How to adjust settings:
— warmbias —
Image 1 shows the GOES16 RGB Composite VIS/IR Sandwich. This product displays the texture of the convective cloud tops and the temperature of those cloud tops. The texture and temperature of the clouds provides information about the updraft. The 2nd image shows the most intense GOESR GLM event densities and how they correspond with the taller clouds and strong updrafts. – Jonathan W. Smith (ESSIC/UMD) .
Ok, last post….honesty time.
I didn’t make this a secret in my application that I had been out of meteorology for about 4 years between 2014-2018. During that time, GOES-16 launched. As I returned to broadcasting, I didn’t adequately spin-up on the new capabilities of this new generation of satellites. I was aware of the spatial and temporal resolution improvements of course – what meteorologist – currently working in or out of the field, didn’t get excited about 1 minute imagery?
However, I wasn’t aware of some of the RGB combinations that I’ve been exposed to here at the HWT. The features that can be picked out by applying coordinating colortables to multiple channel views is simply astounding. I’ve used the simple water vapor, day cloud phase distinction, day convection, differential water vapor RGBs this week….I’ll be making a phone call to my broadcast weather vendor. I know I’ll need to get some other broadcasters on board with me to lead a charge, but count me in. Until then, I’ll be livin on the CIRA RMMB Slider site!
Color (RGB) Me A Fan!
Since things were kinda boring over HGX today I had to look for things to blog about. Here is something interesting that I noticed with the Vis/IR Sandwich RGB. At the beginning of the loop the RGB didn’t show any IR brightness temperatures. As the TCU continued to develop we saw pixels of IR brightness temperatures starting to show up indicating cold cloud tops and the potential for glaciation to start. Low and behold, if we continue to watch the loop, more pixels start showing up…and a few minutes later both GLM and ground based networks picked up on a couple of CGs. As the thunderstorm developed, cloud tops cooled and more pixels started getting displayed we began to see more lightning. This was something that I didn’t expect the RGB to pick up on and potentially helpful for situational awareness and IDSS in the west where most lightning tends to come from single cell thunderstorms. If you are able to pick up on these ahead of time you may be able to some lead time before lightning occurs.
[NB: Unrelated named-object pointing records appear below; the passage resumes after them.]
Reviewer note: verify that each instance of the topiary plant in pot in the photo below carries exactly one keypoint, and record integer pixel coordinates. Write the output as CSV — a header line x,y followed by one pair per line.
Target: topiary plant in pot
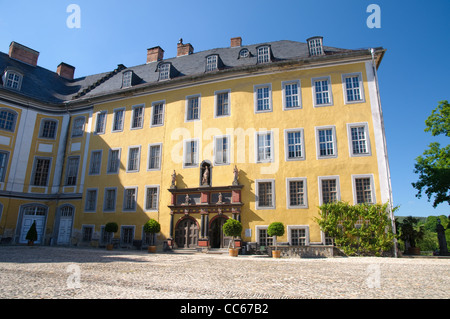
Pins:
x,y
152,227
275,229
233,228
111,228
32,234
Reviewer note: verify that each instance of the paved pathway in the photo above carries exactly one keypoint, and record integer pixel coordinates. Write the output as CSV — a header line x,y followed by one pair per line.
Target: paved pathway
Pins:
x,y
55,272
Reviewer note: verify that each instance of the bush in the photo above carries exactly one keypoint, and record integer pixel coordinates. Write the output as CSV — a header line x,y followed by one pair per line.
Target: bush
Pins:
x,y
362,229
152,227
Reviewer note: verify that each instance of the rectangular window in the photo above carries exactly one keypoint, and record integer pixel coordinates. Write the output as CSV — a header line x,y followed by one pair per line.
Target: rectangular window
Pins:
x,y
133,159
113,161
91,200
329,187
154,157
358,139
263,98
72,170
193,108
363,186
109,204
190,153
78,126
353,88
151,198
48,129
41,171
4,156
326,142
101,122
322,91
129,199
137,117
158,114
118,120
291,95
221,150
264,144
265,190
296,191
222,100
96,162
294,144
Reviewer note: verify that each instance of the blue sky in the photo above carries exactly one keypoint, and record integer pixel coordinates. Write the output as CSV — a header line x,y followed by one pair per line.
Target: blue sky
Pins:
x,y
413,74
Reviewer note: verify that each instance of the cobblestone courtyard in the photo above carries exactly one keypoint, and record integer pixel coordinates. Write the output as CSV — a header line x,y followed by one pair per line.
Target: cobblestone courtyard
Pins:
x,y
65,273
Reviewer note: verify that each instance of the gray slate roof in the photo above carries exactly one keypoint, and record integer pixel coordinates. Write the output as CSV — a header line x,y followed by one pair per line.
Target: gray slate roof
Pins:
x,y
48,87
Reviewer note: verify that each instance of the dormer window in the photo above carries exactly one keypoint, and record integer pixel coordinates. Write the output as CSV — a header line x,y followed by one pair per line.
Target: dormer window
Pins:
x,y
315,46
244,53
264,54
211,63
164,71
127,79
12,80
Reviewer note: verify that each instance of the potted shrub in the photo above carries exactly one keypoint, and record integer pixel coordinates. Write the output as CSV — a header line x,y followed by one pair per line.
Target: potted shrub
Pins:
x,y
233,228
152,227
411,233
275,229
32,234
110,228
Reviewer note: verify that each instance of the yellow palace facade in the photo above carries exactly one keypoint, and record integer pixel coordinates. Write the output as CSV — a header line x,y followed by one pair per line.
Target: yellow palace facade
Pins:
x,y
260,133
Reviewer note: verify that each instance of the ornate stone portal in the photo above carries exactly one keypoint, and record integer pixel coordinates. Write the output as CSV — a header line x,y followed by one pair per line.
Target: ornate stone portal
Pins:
x,y
198,213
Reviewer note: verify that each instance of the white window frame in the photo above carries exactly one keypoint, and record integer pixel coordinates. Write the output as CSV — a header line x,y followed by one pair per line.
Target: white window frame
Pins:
x,y
95,173
284,96
361,87
149,157
154,104
216,150
272,148
146,209
330,91
216,103
108,171
189,98
138,163
111,210
86,208
286,144
273,204
338,187
197,159
288,192
124,208
290,228
372,187
255,97
100,129
41,129
115,112
133,116
78,131
333,133
365,125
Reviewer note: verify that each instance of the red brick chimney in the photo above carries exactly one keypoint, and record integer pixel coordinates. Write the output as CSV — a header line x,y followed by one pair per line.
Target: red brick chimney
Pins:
x,y
65,70
236,42
184,49
155,54
22,53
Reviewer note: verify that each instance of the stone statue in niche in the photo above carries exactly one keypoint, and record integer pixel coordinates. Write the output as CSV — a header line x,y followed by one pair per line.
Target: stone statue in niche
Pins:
x,y
235,173
174,177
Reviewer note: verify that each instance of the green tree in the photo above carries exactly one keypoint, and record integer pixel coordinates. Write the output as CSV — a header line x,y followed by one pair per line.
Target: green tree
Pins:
x,y
433,166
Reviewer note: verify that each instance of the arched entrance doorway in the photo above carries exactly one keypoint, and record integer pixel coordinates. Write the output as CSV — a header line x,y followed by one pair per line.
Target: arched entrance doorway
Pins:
x,y
216,235
186,233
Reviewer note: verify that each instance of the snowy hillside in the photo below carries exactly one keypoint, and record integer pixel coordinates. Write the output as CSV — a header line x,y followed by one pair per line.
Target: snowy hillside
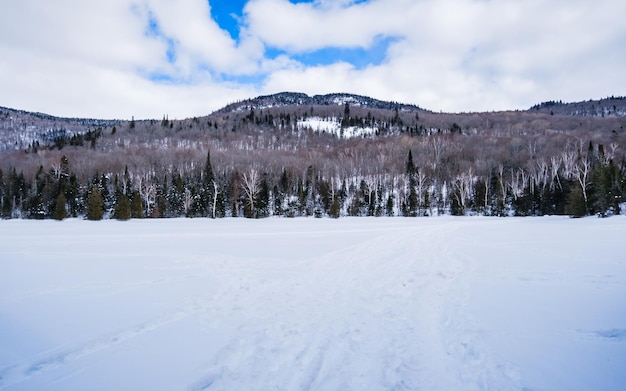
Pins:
x,y
333,126
313,304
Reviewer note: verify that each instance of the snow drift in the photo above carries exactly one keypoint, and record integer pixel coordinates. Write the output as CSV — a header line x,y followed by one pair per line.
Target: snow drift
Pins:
x,y
313,304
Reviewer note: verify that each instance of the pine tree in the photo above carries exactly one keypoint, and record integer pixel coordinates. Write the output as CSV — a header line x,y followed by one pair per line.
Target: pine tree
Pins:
x,y
335,207
136,206
122,208
59,209
95,205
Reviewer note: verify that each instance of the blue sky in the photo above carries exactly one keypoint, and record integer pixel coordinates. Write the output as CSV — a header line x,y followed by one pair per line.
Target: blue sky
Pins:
x,y
147,58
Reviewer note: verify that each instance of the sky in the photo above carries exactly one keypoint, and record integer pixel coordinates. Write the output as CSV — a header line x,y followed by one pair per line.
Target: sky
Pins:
x,y
185,58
Update…it happened again, pixels starting being displayed and then lightning occurred within a couple of minutes. If this generally hold true for single cell thunderstorms this would be awesome for outdoor IDSS.
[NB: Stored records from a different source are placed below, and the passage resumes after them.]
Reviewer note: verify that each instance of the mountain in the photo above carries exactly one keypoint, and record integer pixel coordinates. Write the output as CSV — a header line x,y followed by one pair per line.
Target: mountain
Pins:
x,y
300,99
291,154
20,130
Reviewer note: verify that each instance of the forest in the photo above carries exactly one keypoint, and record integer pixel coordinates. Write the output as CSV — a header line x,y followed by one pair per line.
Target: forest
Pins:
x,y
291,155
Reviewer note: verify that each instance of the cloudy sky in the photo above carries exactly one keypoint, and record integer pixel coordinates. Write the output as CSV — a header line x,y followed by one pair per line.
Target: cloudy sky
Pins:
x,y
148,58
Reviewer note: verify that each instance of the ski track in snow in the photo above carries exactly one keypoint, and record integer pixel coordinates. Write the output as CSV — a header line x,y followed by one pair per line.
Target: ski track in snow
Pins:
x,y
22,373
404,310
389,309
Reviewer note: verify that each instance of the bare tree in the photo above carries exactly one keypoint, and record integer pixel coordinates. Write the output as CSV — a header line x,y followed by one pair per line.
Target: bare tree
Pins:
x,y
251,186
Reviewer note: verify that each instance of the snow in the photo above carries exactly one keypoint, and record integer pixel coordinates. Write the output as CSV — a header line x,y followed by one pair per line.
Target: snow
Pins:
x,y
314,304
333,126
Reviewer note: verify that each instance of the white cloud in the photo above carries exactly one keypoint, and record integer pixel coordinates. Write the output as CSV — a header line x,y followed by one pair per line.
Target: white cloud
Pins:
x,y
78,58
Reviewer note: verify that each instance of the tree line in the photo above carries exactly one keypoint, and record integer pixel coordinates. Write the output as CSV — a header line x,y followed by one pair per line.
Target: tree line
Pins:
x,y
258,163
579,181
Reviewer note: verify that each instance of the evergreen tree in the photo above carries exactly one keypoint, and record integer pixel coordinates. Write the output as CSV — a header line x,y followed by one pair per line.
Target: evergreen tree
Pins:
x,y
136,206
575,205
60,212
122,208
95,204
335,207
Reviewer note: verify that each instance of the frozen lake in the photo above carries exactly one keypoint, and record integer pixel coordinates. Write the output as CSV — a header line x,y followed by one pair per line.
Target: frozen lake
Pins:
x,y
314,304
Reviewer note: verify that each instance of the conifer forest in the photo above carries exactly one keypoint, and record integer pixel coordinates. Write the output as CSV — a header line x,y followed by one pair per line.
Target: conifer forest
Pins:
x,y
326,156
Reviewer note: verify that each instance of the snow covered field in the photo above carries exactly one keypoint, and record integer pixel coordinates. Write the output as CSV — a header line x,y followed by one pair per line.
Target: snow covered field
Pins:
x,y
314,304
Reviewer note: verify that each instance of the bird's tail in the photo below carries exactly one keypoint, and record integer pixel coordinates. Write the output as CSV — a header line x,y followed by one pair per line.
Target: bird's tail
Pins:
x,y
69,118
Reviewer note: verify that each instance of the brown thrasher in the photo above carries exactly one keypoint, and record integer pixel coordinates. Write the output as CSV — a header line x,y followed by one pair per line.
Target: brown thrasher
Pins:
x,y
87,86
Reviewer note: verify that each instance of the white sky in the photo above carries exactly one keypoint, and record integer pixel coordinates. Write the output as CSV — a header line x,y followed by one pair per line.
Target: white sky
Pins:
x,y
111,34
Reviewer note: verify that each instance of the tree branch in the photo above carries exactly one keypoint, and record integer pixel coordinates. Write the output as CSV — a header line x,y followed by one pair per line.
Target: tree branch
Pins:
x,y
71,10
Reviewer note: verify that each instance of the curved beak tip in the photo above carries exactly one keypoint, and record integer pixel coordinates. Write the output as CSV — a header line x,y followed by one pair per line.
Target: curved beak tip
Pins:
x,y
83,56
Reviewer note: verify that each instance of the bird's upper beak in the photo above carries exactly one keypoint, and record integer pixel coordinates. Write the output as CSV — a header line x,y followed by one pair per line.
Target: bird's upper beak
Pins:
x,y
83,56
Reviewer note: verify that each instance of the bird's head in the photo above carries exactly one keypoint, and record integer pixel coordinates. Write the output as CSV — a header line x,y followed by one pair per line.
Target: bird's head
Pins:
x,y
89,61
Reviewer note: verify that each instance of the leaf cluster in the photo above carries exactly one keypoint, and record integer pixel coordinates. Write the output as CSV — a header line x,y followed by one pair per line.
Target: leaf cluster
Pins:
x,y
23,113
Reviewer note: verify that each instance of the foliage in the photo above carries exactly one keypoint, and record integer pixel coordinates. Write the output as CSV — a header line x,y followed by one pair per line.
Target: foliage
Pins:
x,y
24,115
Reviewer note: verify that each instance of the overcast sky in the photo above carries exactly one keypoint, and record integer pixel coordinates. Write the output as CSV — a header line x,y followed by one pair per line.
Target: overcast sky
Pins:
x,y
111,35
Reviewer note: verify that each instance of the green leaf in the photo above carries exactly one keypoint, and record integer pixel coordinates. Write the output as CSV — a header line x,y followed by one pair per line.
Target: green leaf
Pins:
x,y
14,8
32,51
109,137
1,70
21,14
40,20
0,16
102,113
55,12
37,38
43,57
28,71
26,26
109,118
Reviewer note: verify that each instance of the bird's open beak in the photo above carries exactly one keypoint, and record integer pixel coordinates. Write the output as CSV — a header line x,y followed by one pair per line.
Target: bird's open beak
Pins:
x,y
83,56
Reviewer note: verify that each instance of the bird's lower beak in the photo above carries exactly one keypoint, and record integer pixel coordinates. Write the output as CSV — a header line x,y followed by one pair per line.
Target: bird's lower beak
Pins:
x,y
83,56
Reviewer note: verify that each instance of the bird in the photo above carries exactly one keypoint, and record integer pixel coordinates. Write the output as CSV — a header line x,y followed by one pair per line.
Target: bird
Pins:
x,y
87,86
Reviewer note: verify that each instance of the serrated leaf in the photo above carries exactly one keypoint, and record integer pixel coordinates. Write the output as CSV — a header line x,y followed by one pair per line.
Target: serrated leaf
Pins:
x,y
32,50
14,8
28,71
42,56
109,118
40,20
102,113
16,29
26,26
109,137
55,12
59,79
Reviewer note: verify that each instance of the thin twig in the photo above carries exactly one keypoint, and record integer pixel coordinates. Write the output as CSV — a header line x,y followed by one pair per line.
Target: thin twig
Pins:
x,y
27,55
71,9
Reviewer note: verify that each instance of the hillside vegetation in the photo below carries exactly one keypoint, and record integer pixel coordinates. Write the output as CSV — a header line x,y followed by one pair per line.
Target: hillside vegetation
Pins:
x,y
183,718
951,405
Using feature following zoom to stationary view track a supercell in ECO. Many things visible here, including uplift and twisting of stratus deck in the inflow region, anvil plume texture, and updraft texture. The parallax error ends up helping the user get more info about the vertical structure and composition of the storm – contrary to the often requested need for ‘parallax corrected’ imagery.
Day cloud phase 1 min of the same storm. Does not get much better than this!
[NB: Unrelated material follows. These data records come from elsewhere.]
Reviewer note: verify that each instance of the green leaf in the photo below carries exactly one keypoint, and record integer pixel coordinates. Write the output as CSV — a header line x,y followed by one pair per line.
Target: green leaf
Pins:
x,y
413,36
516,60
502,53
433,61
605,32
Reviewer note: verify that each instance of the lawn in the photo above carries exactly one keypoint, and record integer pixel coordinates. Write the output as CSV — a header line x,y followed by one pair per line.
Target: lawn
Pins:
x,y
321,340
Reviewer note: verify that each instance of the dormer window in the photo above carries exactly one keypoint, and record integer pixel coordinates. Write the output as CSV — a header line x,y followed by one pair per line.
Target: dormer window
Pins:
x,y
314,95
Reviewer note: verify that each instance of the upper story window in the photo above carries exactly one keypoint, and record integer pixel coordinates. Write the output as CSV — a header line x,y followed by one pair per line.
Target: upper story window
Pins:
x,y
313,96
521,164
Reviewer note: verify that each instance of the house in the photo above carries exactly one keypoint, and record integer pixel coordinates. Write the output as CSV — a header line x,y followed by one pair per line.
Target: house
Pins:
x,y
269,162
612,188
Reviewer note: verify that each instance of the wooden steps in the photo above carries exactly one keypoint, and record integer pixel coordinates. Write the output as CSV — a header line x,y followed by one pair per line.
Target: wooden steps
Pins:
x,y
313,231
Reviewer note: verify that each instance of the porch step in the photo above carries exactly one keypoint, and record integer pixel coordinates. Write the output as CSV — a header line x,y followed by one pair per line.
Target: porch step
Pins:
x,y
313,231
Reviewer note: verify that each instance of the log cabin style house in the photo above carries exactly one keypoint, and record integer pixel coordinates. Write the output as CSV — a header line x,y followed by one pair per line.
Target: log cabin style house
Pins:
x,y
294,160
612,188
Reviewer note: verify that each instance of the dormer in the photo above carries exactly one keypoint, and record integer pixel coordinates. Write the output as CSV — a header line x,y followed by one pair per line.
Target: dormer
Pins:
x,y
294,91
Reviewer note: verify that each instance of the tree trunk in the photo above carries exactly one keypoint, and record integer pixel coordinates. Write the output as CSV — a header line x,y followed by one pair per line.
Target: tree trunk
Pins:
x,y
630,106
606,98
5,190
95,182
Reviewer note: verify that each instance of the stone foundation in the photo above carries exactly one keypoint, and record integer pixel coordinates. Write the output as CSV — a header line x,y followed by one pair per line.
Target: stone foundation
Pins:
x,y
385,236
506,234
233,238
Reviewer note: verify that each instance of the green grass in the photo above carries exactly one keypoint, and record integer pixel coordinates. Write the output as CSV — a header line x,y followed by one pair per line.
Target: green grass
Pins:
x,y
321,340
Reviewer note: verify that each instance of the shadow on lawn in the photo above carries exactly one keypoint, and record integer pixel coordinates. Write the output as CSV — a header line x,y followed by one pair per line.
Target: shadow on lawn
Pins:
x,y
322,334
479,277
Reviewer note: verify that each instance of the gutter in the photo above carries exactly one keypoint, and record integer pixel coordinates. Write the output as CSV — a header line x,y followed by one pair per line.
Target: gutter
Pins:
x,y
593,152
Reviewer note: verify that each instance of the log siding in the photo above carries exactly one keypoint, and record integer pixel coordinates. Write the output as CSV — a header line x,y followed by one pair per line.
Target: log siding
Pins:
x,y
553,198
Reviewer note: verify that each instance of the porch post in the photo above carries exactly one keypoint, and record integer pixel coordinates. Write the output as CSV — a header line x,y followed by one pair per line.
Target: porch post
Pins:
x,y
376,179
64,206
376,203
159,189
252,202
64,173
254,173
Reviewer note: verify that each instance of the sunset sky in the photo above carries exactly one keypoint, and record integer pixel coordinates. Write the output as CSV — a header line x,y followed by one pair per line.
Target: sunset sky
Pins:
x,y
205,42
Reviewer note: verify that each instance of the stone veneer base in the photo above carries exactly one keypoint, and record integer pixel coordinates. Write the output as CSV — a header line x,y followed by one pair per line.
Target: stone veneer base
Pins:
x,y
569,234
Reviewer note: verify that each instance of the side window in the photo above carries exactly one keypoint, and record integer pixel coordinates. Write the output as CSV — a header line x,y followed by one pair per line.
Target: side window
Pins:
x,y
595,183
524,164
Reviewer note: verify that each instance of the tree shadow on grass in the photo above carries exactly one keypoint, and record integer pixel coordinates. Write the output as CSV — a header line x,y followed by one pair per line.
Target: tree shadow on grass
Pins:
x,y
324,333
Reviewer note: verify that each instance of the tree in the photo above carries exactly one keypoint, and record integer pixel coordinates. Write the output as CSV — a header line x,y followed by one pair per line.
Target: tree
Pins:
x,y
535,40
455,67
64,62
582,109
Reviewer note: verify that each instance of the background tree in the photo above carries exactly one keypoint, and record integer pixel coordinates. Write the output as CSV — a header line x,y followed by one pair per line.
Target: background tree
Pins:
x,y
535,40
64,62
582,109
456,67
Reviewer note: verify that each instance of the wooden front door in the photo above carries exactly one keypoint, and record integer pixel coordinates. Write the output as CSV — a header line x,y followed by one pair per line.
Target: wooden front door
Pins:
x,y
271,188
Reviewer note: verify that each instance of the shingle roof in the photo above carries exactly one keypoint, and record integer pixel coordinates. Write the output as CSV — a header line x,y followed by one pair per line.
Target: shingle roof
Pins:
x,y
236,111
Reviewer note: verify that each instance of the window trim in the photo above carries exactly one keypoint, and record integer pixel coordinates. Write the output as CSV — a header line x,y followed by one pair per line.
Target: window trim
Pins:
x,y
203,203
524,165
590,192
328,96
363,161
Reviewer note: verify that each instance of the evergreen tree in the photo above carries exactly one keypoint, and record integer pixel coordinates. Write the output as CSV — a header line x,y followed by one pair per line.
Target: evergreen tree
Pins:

The modified NUCAPS sounding over Brewster Co TX was more representative of the actual conditions at 20Z versus the regular NUCAPS. A dryline was positioned very near the point of interest and convective initiation eventually occurred near the boundary in ~1000 ML CAPE air around 22Z.
Modified NUCAPS sounding w/ surface Td near 47F. MLCAPE ~ 1000 J/kg.
Regular NUCAPS sounding w/ surface Td near 54F. ML CAPE ~2000 J/kg.
RTMA Td analysis. Point H is where the NUCAPS sounding was taken from.
GOES-16 RGB at 2150Z showing CI occurring near the dryline.